ビヨンド・ミートなどから植物肉を調達し、メニューに取り入れる外食チェーンが米国で急増している(写真はイメージ)

ビヨンド・ミートなどから植物肉を調達し、メニューに取り入れる外食チェーンが米国で急増している(写真はイメージ)

植物由来の材料で作る「プラントベースドミート(植物肉)」の市場が急速に広がっている。8月に米バーガーキングが販売地域を全米に拡大、「ケンタッキーフライドチキン(KFC)」の運営企業も試験販売に乗りだした。健康や環境保護をうたって注目を集める植物肉はいまや、外食各社にとって若い顧客の開拓に欠かせない存在。米ビヨンド・ミートなど先行する新興企業に追随するため、大手の食肉・食品企業もこぞって参入し始めた。

米サンフランシスコで5日に開かれた植物肉のシンポジウム。日本経済新聞の取材に応じたビヨンドのチャック・ムス最高成長責任者(CGO)は「新規株式公開(IPO)をしたことで植物肉に興味を示す人が一気に増えた。供給量を急ピッチで拡大する」と意気込んだ。

5月にナスダック市場に上場したビヨンドは植物肉市場をけん引する企業の筆頭格だ。5日時点の時価総額は97億ドル(約1兆円)。2019年の売上高予想は2億4千万ドルと、2年前(17年)と比べて7.4倍に急増する見込みだ。実際、ビヨンドのもとには、植物肉を供給してもらおうと多くの外食チェーンが日参している。

 

例えば7月には、ドーナツや軽食を扱う「ダンキン」の運営会社と提携した。ダンキンはニューヨーク市内の160店舗で植物肉パティを挟んだサンドイッチの販売を開始。米国内にある9400の店舗に段階的に広げる考えという。8月末にジョージア州アトランタの店舗で植物肉ナゲットの試験販売をしたKFCでは、およそ1週間分の在庫が5時間で売り切れる珍事も起きた。

一方、ハンバーガーチェーンで2位のバーガーキングはビヨンドの競合であるインポッシブル・フーズ(カリフォルニア州)と手を組んだ。一部の州での試験を経て、8月から全米にある7300の店舗で植物肉で作った「ワッパー」を扱い始めている。

植物肉ワッパーを食べていた20代の男性は「見た目も味も、動物の肉と見分けが付かない」と話す。冷めるとぱさつきや豆の味を感じるものの、おおむね好評だ。5日のサンフランシスコのシンポジウムでも参加者から「この1~2年でおいしく食べられる水準まで改良が進んだ」との声が相次いだ。

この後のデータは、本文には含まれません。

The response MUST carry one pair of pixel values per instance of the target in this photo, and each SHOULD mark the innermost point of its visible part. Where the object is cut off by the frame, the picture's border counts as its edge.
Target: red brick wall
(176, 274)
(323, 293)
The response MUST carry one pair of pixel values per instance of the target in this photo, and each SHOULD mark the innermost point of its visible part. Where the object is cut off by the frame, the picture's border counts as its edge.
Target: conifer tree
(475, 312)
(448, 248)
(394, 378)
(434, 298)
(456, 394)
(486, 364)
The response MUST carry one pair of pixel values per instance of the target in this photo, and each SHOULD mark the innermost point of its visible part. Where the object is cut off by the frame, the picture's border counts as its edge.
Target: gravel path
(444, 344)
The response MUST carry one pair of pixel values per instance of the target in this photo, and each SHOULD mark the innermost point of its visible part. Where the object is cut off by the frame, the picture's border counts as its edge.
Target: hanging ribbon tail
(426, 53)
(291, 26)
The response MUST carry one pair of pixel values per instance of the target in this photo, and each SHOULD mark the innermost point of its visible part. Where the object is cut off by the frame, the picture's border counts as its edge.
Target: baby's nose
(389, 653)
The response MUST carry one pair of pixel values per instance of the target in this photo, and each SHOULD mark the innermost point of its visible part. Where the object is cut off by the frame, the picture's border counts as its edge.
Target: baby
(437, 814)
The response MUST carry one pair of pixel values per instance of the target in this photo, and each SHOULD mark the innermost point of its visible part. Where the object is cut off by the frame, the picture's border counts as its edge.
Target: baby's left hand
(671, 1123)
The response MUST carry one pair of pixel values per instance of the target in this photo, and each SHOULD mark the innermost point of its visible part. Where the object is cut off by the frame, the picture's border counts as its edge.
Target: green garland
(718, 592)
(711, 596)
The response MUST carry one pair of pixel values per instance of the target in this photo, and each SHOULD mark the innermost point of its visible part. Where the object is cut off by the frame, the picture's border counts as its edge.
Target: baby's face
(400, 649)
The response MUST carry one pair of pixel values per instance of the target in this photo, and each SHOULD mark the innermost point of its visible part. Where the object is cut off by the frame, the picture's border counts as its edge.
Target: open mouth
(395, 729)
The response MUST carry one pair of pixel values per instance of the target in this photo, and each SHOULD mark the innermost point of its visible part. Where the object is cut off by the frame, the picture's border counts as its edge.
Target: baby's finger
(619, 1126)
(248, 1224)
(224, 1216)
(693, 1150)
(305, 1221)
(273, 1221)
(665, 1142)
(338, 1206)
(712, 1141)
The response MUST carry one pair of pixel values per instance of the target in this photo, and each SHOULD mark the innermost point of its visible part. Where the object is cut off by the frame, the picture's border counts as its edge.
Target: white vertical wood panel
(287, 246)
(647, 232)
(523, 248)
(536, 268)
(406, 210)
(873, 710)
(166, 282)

ダンキンは7月から米国の一部の店舗で、植物肉を挟んだ朝食用サンドイッチの販売を始めた(写真はニューヨークの店舗)

ダンキンは7月から米国の一部の店舗で、植物肉を挟んだ朝食用サンドイッチの販売を始めた(写真はニューヨークの店舗)

 

米国の肉食文化を象徴するファストフード店が競うように植物肉をメニューに取り入れるのはなぜか。「離れていった顧客との関係を再構築することができるからだ」。19年初めからビヨンドの植物肉バーガーを販売している「カールスジュニア」の運営企業、CKEレストランツのパティ・トレビノ上級副社長はこう説明する。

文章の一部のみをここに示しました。